Dans un programme essentiellement fait de nouveautés et de premières mondiales, le contreténor polonais nous conduit dans l'univers riche et contrasté de l'opéra italien de la deuxième moitié du XVIIᵉ siècle. Belle performance, à la fois vocale et instrumentale, de la part d'interprètes inlassablement au service de la découverte musicale.
Le programme du tout nouvel album de Jakub Józef Orliński est à peu de choses près le même que celui de la tournée européenne « Beyond » – ou « Au-delà » – entreprise en octobre dernier. « Au-delà de quoi » ?, on ne saurait vraiment répondre à cette question, mais ceux qui ont assisté au spectacle – et nous y étions ! – pourront attester qu'avec ses talents d'acteur, d'acrobate et de danseur notre contreténor est allé bien au-delà du rituel quelque peu prévisible du traditionnel concert de musique baroque. Et il en était grand temps ! Pour l'enregistrement CD proposé au public, on pourra penser qu'en allant chercher des pièces entièrement inconnues du public – et l'on compte pour cet album une bonne dizaine de premières mondiales – Orliński et son compagnon de route Yannis François, auteur du programme, vont également au-delà des répertoires désormais prévisibles et convenus dans lesquels se complaisent certains de leurs confrères. Avouons que nous ne savions pas grand-chose de Giovanni Battista Vitali, Giuseppe Antonio Bernabei, Sebastiano Moratelli, Claudio Saracini, Carlo Francesco Pollarolo, Pietro Paolo Cappellini ou encore du Polonais Adam Jarzebski, autant de musiciens éminemment respectables à la carrière riche et féconde, dont de nombreuses compositions ont malheureusement été perdues.
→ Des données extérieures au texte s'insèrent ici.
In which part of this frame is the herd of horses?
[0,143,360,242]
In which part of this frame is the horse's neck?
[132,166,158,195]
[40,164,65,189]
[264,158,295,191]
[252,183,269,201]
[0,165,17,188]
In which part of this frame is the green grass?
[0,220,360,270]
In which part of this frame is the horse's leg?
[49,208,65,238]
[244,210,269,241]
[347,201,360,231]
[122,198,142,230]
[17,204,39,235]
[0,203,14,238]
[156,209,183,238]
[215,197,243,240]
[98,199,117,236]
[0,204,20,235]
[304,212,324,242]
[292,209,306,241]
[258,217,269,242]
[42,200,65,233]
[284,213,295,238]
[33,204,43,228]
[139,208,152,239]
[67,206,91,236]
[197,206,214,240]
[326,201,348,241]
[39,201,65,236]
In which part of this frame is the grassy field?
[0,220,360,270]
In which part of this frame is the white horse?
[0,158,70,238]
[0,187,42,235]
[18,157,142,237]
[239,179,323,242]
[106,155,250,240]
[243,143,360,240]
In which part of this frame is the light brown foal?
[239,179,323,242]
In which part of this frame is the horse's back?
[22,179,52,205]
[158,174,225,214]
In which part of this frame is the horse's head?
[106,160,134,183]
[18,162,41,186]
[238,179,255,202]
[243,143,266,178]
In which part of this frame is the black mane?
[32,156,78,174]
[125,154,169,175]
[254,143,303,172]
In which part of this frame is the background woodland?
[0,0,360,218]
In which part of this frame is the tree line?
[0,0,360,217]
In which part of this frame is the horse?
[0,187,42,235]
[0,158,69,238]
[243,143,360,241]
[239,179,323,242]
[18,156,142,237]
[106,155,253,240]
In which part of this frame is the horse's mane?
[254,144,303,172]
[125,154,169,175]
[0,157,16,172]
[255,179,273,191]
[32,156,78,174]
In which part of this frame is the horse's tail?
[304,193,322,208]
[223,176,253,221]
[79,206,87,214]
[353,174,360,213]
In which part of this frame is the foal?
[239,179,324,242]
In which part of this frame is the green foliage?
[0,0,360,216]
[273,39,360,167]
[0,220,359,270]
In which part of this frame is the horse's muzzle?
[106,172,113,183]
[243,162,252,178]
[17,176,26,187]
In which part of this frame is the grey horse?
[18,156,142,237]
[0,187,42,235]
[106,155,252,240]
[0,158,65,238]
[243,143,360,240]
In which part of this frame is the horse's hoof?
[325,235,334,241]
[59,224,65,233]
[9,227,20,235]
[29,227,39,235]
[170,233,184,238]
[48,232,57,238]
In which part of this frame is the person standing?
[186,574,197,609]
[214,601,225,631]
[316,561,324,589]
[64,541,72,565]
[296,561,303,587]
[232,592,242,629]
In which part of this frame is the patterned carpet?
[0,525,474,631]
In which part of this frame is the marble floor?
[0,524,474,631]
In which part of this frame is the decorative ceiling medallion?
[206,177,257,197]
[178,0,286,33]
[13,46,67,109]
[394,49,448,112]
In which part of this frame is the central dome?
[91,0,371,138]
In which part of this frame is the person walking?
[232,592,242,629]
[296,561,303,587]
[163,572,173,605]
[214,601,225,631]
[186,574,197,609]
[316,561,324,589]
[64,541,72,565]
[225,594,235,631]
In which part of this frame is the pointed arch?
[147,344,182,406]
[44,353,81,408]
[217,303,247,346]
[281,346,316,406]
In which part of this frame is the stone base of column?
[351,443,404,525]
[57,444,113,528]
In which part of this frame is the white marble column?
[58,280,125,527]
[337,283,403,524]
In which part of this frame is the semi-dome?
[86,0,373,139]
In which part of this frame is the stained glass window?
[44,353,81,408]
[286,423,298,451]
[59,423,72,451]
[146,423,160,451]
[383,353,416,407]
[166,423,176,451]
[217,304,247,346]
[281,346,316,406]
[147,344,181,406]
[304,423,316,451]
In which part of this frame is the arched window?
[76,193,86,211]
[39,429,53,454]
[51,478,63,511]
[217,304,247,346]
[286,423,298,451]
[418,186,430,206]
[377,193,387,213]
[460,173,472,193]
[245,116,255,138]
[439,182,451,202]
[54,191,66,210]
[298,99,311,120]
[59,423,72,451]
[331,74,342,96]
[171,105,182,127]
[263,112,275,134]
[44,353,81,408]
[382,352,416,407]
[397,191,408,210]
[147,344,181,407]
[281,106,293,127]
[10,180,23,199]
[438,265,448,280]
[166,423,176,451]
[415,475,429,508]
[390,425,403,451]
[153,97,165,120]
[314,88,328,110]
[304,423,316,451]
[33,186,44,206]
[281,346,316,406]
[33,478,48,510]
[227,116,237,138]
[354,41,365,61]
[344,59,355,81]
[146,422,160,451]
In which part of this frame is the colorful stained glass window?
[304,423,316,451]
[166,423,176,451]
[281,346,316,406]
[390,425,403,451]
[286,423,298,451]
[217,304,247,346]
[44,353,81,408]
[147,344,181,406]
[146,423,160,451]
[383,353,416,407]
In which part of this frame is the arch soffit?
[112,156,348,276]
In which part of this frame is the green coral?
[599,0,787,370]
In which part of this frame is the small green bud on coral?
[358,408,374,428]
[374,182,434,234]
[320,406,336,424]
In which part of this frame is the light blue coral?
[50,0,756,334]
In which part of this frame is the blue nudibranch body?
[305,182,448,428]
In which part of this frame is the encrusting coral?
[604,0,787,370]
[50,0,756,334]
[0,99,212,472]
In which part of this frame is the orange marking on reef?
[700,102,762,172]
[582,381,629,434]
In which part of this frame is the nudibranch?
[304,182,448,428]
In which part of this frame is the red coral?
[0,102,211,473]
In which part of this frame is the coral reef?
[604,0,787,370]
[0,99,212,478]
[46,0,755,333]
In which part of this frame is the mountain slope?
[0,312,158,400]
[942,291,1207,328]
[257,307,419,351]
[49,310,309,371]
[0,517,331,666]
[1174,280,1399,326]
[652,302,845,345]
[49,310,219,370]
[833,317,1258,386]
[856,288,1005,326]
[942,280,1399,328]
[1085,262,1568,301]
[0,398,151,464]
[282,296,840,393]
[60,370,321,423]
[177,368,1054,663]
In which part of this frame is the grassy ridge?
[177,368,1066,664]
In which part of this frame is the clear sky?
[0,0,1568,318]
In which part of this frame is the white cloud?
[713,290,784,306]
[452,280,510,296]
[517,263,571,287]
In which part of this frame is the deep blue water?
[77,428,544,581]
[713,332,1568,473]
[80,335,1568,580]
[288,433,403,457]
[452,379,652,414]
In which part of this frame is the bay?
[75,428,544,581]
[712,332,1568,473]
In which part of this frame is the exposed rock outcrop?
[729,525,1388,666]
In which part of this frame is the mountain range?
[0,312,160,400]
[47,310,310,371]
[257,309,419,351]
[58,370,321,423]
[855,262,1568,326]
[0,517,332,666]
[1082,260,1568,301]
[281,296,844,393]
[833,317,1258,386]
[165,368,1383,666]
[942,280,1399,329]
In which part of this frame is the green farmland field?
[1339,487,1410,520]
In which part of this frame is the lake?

On cherchera en vain, pour le disque, une logique dans l'enchaînement des morceaux. Pour la trouver, il faudra se reporter au concert, dont on ne peut qu'espérer pour bientôt une captation vidéo. Peut-être pour ne pas désarçonner complètement l'auditeur – et, on l'aura compris, le spectateur… –, le programme du CD démarre avec la seule page vraiment connue du répertoire, la scène d'Othon extraite du Couronnement de Poppée, suivie de près du célébrissime « Amaralli » de Caccini. Un des compositeurs à se détacher du programme est indéniablement le Napolitain, Giovanni Cesare Netti (1649-1686), auquel l'excellent texte de présentation consacre quelques pages à part. Il est notamment illustré par plusieurs airs dont deux, extraits de l'opéra Crinalba, sont chantés par une vieille femme se plaignant tour à tour de manque d'assiduité de son mari, puis de l'imminence de la mort. Mélange du comique et du tragique, conformément aux canons esthétiques en vogue dans l'Italie de cette époque. Le programme alterne ainsi morceaux dansés, lamenti et passages comiques, auxquels la magie du spectacle avait apporté pertinence et cohérence.
Dans tous les morceaux qu'il interprète, Orliński se montre parfaitement convaincant, autant par la chaleur et l'homogénéité de son instrument que par la technique infaillible qui lui permet d'aborder avec sérénité les passages les plus virtuoses, ou encore par les couleurs mordorées dont il sait désormais parer son chant. L'ensemble Il Pomo d'Oro, qui fonctionne ici sans chef, sait lui aussi trouver les sonorités qui animent ces pages tour à tour enjouées, électriques ou nostalgiques. Un programme enthousiasmant, on l'aura compris, mais auquel il manquerait encore la dimension spectaculaire que le DVD que nous appelons de nos vœux pourrait fournir.